One of the more debilitating problems is the loss of one’s ability to focus on a particular sound while excluding other sounds—to listen to one person speak while tuning out other conversations and noises happening around you in, say, a restaurant.
When your brain gets overwhelmed by sound, the experience feels something akin to being in a room made entirely of televisions without the ability to focus your eyes on a given screen. The sensory overload is overwhelming.
Where I’m at today
For those of you suffering from hyperacusis, what I’m about to describe might sound somewhat miraculous. For everyone else, I hope the following helps you to understand what other people go through and to appreciate the things you take for granted.
Yesterday, I went to a cafe. Inside the relatively small space were about 20 people, almost all of them talking. Heavy metal was playing from various speakers.
There were about eight people in line at any given time. As I moved to the middle of the line, there were roughly four people talking behind me, and about the same number conversing in front of me. I myself was in a party of four having our own conversation.
As we placed our order and I dealt with the touch-screen payment device, someone knocked a wooden sign over on the counter and it made a hammering smack as loud as a small firearm, about two feet from my right ear.

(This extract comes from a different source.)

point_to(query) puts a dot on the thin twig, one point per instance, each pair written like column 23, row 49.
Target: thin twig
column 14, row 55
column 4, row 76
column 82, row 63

I had an entirely appropriate startle response. My head and neck moved very quickly toward the noise, about three or four inches, and I saw the source of the loud sound.
I did not have an adrenaline spike. I did not feel completely overwhelmed by the “last straw” of a startling sonic stressor. I simply turned to finish my payment, took my number, and walked to a table, where I sat for about an hour talking with friends. There was a door right behind my chair, through which people entered and exited at random.
Only now, as I describe this scenario, do I fully recognize what a terrible minefield this situation would have been for me in the past. It would’ve been yet another social situation where I was doing my best to keep it together and hide my bordeline overwhelm from my companions.
Believe it or not, none of that ever occurred to me. It was a non-event, an experience I took for granted, just like my companions did.
The only moment I consciously registered as notable was my startle response to the sudden loud noise, in part because unpredictable loud noises plagued me for years.
What hyperacusis does to you over time
Hyperacusis and sound-processing issues are one of the worst things one can deal with, in part because these symptoms make you shrink your life into a smaller and smaller box where you can control the sound levels if nothing else.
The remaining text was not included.